Over and over again in the Bible, God identifies with the poor, the marginalized and those on the fringes of society. This is an uncomfortable truth for those of us who aren’t necessarily poor or marginalized, but it’s an important part of understanding the true character of God. And rarely in the Bible is that character made clearer than God’s love for widows and orphans. Pick up a Bible, open to any page and start reading. It won’t be long till you come across a passage about widows and orphans.

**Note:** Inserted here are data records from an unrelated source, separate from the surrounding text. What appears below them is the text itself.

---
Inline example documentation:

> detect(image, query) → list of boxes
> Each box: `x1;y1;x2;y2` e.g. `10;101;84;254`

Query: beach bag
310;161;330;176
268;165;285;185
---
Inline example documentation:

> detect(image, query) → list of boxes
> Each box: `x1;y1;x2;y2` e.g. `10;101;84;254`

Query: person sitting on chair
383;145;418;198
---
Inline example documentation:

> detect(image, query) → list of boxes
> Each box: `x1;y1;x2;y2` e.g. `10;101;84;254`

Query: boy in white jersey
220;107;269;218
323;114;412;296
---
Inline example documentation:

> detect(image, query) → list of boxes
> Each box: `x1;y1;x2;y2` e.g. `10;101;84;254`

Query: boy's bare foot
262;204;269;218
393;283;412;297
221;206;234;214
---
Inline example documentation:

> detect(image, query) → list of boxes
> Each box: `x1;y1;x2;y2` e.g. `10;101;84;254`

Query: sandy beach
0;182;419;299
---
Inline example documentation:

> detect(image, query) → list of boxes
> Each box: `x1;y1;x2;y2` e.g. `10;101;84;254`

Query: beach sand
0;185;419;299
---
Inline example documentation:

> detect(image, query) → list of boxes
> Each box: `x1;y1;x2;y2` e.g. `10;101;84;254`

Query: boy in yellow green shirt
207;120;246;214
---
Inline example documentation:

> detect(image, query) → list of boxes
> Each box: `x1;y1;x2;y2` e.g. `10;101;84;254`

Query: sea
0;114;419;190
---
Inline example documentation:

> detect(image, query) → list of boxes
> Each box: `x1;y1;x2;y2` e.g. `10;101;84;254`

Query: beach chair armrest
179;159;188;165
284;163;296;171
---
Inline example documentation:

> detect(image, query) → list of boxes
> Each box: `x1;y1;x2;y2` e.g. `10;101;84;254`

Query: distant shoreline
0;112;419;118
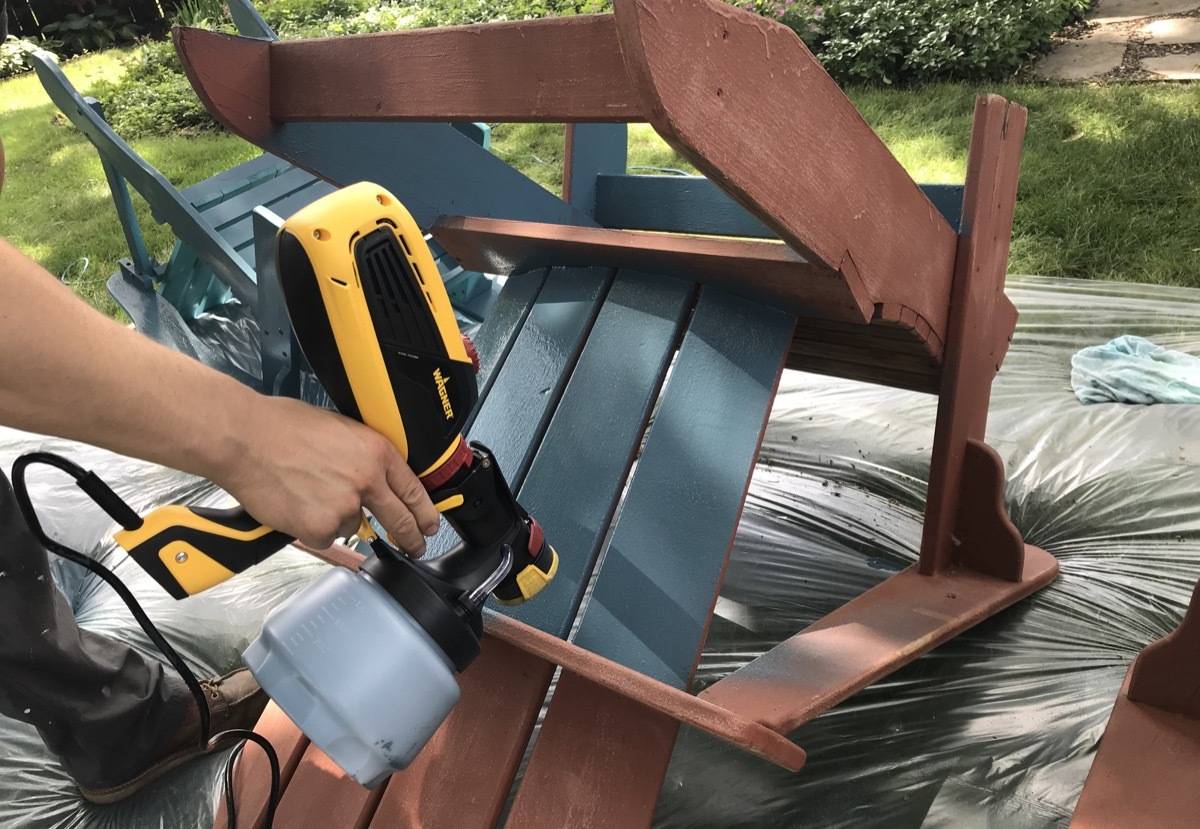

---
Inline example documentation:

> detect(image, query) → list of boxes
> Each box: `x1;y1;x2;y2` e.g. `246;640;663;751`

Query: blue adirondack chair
34;2;498;394
176;0;1057;829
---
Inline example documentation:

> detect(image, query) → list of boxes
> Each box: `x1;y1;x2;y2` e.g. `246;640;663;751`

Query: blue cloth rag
1070;335;1200;404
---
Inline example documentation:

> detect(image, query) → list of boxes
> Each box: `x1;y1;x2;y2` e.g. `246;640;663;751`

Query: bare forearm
0;233;256;477
0;239;438;553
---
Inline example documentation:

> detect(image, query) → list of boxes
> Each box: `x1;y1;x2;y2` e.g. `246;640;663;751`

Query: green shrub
42;5;145;55
809;0;1092;84
0;35;52;78
92;41;217;138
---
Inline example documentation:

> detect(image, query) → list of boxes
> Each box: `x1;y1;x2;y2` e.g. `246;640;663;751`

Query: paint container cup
242;569;460;787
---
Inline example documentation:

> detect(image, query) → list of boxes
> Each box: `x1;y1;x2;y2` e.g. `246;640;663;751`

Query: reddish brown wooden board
431;216;874;324
1129;583;1200;715
270;14;646;121
613;0;956;340
700;546;1058;733
275;744;383;829
371;639;554;829
1070;671;1200;829
919;95;1026;578
212;702;308;829
176;0;974;362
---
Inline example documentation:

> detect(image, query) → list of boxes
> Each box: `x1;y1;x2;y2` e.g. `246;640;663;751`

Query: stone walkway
1033;0;1200;80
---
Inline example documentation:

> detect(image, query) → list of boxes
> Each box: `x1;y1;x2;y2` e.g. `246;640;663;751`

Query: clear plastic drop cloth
0;277;1200;829
655;277;1200;829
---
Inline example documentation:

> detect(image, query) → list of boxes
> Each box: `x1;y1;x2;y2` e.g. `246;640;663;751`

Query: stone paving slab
1138;17;1200;44
1034;41;1126;80
1087;0;1200;24
1141;52;1200;80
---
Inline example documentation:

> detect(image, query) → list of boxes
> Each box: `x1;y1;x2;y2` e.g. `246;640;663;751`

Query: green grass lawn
0;50;1200;312
0;49;258;314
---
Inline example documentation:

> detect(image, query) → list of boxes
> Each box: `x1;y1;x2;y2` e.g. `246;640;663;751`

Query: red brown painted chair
176;0;1057;827
1070;584;1200;829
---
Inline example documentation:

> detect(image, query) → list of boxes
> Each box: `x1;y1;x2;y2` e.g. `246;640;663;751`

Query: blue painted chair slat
218;179;335;257
474;271;546;398
458;269;612;488
575;288;796;687
247;121;595;228
595;173;962;239
428;269;612;554
502;274;695;638
204;167;328;233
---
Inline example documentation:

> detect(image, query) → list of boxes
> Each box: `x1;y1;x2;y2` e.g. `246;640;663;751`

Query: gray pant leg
0;474;193;786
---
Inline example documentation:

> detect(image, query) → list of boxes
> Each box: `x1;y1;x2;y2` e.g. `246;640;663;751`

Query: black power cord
12;452;281;829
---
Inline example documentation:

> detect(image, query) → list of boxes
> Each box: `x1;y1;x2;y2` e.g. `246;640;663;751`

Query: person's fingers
366;487;425;558
388;452;442;535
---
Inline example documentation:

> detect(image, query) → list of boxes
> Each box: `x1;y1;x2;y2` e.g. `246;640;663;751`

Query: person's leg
0;474;196;785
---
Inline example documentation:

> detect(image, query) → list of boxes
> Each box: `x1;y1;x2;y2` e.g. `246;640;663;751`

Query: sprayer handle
113;504;293;599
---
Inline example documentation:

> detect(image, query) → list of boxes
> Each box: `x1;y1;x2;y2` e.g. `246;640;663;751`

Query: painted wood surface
920;95;1027;578
380;271;689;828
700;546;1058;733
485;613;805;771
563;124;629;215
508;288;796;827
595;173;962;239
613;0;956;340
1070;671;1200;829
275;744;384;829
432;216;874;324
270;14;643;122
32;53;257;305
212;702;308;829
503;271;694;637
1129;583;1200;715
174;29;594;228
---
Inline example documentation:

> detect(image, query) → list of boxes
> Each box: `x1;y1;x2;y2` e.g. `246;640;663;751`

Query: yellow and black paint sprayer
14;182;558;786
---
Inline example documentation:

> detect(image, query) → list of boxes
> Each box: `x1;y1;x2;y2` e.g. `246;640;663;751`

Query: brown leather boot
77;668;268;804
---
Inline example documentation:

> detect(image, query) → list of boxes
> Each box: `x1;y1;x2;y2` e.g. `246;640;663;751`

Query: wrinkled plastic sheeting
0;277;1200;829
0;428;325;829
655;277;1200;829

In Psalm 68:5, we read that “a father to the fatherless, a defender of widows, is God in His holy dwelling.” In other words, God’s very home is identified with those who have no parents or husband. Later in Psalms, we’re taught that “the LORD watches over the foreigner and sustains the fatherless and the widow, but He frustrates the ways of the wicked.” In the New Testament, James goes so far as to say that looking after widows and orphans is faith in God. “Religion that God our Father accepts as pure and faultless is this: to look after orphans and widows in their distress and to keep oneself from being polluted by the world.”
In fact, Hebrew law saw to it that the nation’s society was structured around providing for orphans and widows, with special legal provisions carved out just to ensure they were cared for. For example, Deuteronomy 14:28-29 instructed Israelites that “at the end of every three years, bring all the tithes of that year’s produce and store it in your towns, so that the Levites (who have no allotment or inheritance of their own) and the foreigners, the fatherless and the widows who live in your towns may come and eat and be satisfied, and so that the LORD your God may bless you in all the work of your hands.”
At the time, widows and orphans were among the most defenseless people in society. Women had few opportunities to provide for themselves without a husband, and children had little infrastructure to rely on if family fell through. As you are probably aware, little has changed — but neither has God. God still makes common cause with the ones society casts away.
The reason God does this isn’t just because of a unique love for every single person, although that’s certainly true. The fact that Hebrew law instructed people to care for orphans and widows shows that there was societal benefit to loving the marginalized as well. A whole community flourishes when its weakest members are cared for. As Mary Gallagher at Kingdom Bloggers writes, “a society is only as strong as its weakest and most vulnerable.”
As Americans, we are a highly individualized society. The old idea that “it takes a village” never really sunk in here, where most of us prefer to be left to our own devices and are mistrustful of community efforts. We are taught to pity those on the margins — orphans, widows and the like — but not to see them as our societal responsibility.
That may be the American way, but it is emphatically not God’s, who in Jeremiah 7 told the Israelites that “…if you do not oppress the foreigner, the fatherless or the widow and do not shed innocent blood in this place…then I will let you live in this place, in the land I gave your ancestors forever and ever.” Here, looking after the fatherless and the widow is linked explicitly to making a home for a people on the land, to inviting God’s blessing into the community. And why wouldn’t it be? When we are looking after the most defenseless, we are looking after God’s own self, inviting God into our midst. The Bible talks about widows and orphan a lot because that is where God can be found. And if we’re interested in loving God well, then loving the most defenseless among us is a place to start.